The University of Illinois’s Re_home fared well in the affordability challenge, project architect Michael Hines says, because of the team’s ability to say, “No.” “A lot of sponsors try to give you the most expensive products,” he says. “Sometimes you have to turn them away.” The Re_home features plenty of insulation—R45 for walls and R60 for the floors and ceilings—and was designed in an efficient, rectangular shape using 2x4 stud construction. The house also includes a 30-panel PV array capable of 7.2 kilowatts. “The weather in D.C. at the end of September is unpredictable and often overcast so we had to oversize our PV system if we wanted to receive maximum points in net metering,” says Mark Taylor, assistant professor at Illinois’s School of Architecture. “That’s where a lot of the cost of the house is.”

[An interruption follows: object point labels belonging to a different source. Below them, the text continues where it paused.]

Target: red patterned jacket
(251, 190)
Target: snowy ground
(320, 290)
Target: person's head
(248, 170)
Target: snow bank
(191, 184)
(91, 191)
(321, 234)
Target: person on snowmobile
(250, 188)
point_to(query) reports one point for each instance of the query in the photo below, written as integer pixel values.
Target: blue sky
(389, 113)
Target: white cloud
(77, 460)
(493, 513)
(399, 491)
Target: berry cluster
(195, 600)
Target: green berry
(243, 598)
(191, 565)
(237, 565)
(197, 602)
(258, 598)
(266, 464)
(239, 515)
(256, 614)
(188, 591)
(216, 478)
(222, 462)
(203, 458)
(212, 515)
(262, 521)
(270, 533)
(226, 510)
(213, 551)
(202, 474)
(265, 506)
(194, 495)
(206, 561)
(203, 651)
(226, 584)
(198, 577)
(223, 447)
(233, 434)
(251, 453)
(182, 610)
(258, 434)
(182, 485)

The house’s most innovative feature, however, didn’t exactly work as expected: a Newell Instruments–designed Conditioning Energy Recovery Ventilator (CERV), a low-capacity air conditioner and energy-recovery ventilator combined into one compact system. Perhaps the valve box had a jam or a wire came loose, Taylor says, but only half the system was operating. The team instead relied mainly on natural ventilation to keep the house cool.
Taylor still believes that the CERV concept is commercially viable for an airtight, well-insulated residential house. “It may not have been the best match for a competition in which hundreds of people are touring the house and an hour later the building needed to be at prescribed temperature and humidity levels,” he says.
Hines says that the house will return to the Champaign campus, where it will be used as a teaching and research lab and may help power nearby research buildings with any excess energy it generates.